Entre os Muros da Escola (Entre les Murs, 2008, França), de Laurent Cantet, trouxe uma leitura diferente do tema e gerou (e ainda gera) muito debate desde o seu lançamento, no começo de 2009. Gostar ou não do assunto filme-escola é apenas um detalhe diante de uma história incapaz de deixar alguém indiferente. Entre os Muros da Escola mexe até com quem já deixou os bancos escolares. Muitos professores acham que ele traça um painel negativo da escola e dos professores. Outros se olharam no espelho.

Diariamente vemos e ou ouvimos relatos de professores em conflito com alunos adolescentes nos mais diversos pontos do país. Muitas situações são críticas e acabam em tragédia e vitimando cada dia mais professores. Nenhum curso prepara um professor para a realidade cada vez mais conturbada das salas de aula. Mesmo sendo um simples Oficineiro Cultural (arte-educador), já enfrentei situações incômodas e de temor, ao trabalhar com comunidades de risco social em favelas, centro de detenção (e correção) de menores..., mas sei que isso é nada diante da rotina dos abnegados professores brasileiros. Trabalhar apenas algumas semanas com alunos rebeldes é uma coisa, trabalhar todos os dias (sem conseguir se desconectar nem nas folgas) é outra.

Entre os Muros da Escola, tem como base o livro homônimo de François Bégaudeau, também protagonista do filme, como professor de francês de uma turma de alunos formada por imigrantes, ou filhos de imigrantes, nascidos na França, que continuam tão excluídos quanto os asiáticos, africanos, latinos. O grande problema enfrentado pelos professores é o da comunicação. Ao fazer o seu drama particular parecer bem maior do que é realmente, cada aluno contribui para que e a indisciplina na sala seja uma constante. Administrar a ação e a reação a algo proposto é um desafio que alguns professores não conseguem suportar.
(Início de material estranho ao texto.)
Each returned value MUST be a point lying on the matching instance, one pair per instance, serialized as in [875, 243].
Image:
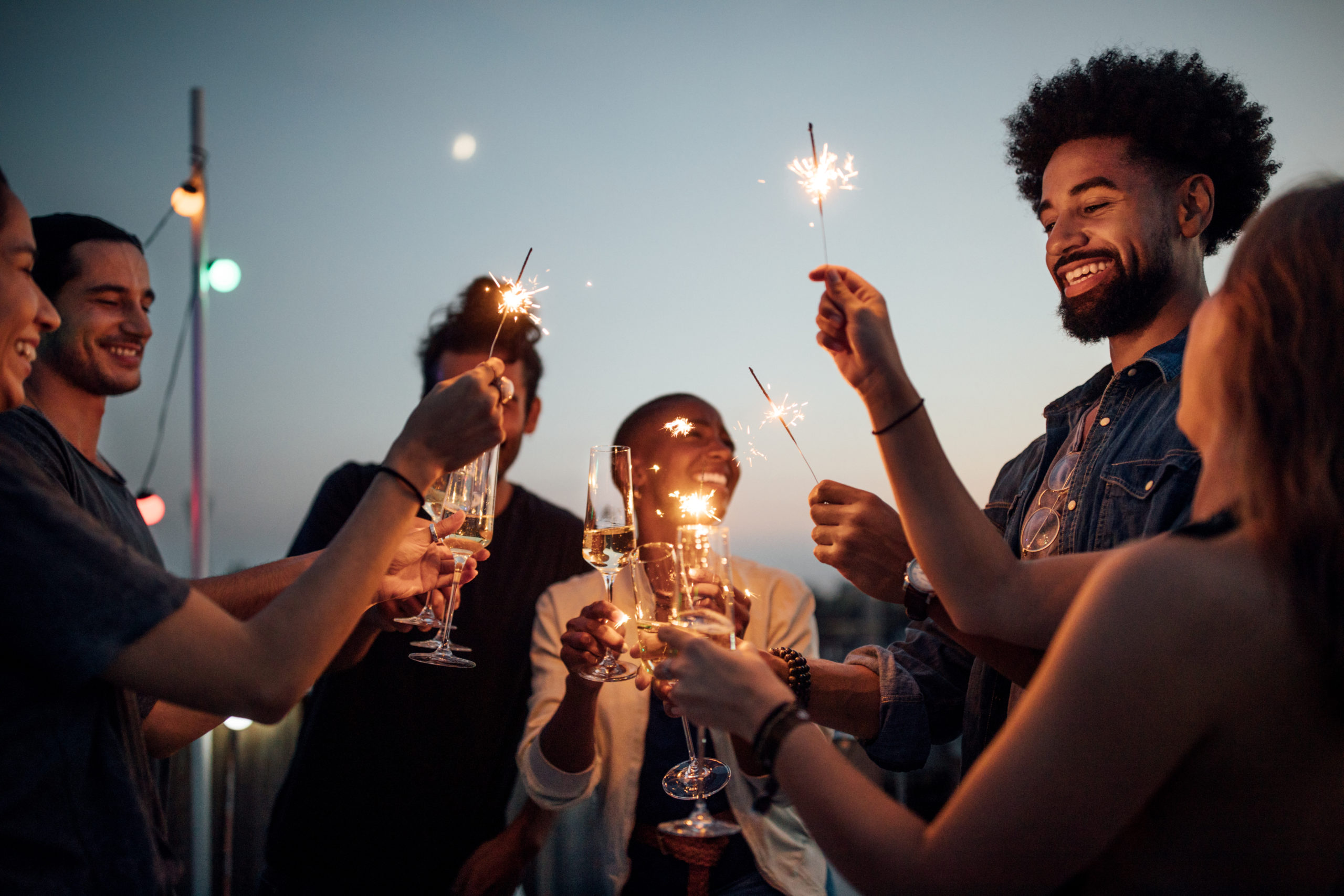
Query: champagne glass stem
[690, 745]
[459, 562]
[609, 578]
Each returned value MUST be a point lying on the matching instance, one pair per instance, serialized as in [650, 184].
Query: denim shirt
[1136, 477]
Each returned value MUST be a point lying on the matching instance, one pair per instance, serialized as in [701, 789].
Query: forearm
[566, 741]
[245, 593]
[1011, 660]
[846, 698]
[870, 839]
[170, 727]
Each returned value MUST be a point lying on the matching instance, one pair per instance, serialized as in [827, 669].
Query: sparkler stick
[515, 300]
[779, 413]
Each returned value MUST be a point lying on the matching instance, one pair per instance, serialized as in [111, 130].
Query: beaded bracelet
[800, 676]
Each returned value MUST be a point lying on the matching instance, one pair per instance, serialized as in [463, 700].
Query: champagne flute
[472, 491]
[705, 571]
[609, 537]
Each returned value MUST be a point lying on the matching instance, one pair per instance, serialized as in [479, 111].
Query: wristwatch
[918, 593]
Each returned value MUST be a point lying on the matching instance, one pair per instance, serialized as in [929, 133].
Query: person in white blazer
[584, 747]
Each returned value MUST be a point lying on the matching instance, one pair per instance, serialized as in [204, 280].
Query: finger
[832, 492]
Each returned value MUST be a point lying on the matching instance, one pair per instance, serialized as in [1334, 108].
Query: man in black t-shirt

E tudo se resume numa palavra de ordem: linguagem.

Apesar de algum humor, Entre os Muros da Escola não é um filme leve. Ele traz ao expectador toda a tensão reprimida, já em ponto de ebulição, de alunos adolescentes que não conseguem enxergar uma perspectiva positiva em suas vidas estrangeiras ou ao menos se ver como cidadãos. Alunos que não compreendem (ou se negam a compreender) os fundamentos do ensino, a base da educação formal. Não acreditam na valorização do passado e na herança cultural, porque é o presente, mesmo que incerto, que bate na sua porta, ainda fechada. O que veem é um ensino ultrapassado e a cada dia mais longe da sua realidade. Não se dão conta da importância da língua na relação com o outro.

Entre Os Muros da Escola é uma ficção-documental, mas não é uma fábula ou uma metáfora sobre o ensino médio. Ao falar de relações humanas, autoridade (não autoritarismo), numa escola de ensino público, reflete e espalha luz para realidade da educação em todo o mundo, levantando questões que poucos se interessam ou sabem responder: Qual é o caminho para a educação escolar nos dias de hoje? Por que o ensino não satisfaz as necessidades profissionais e culturais dos alunos. As escolas estão formando cidadãos capazes ou meros repetidores de sinais? Qual a diferença entre o jovem de ontem e o de hoje?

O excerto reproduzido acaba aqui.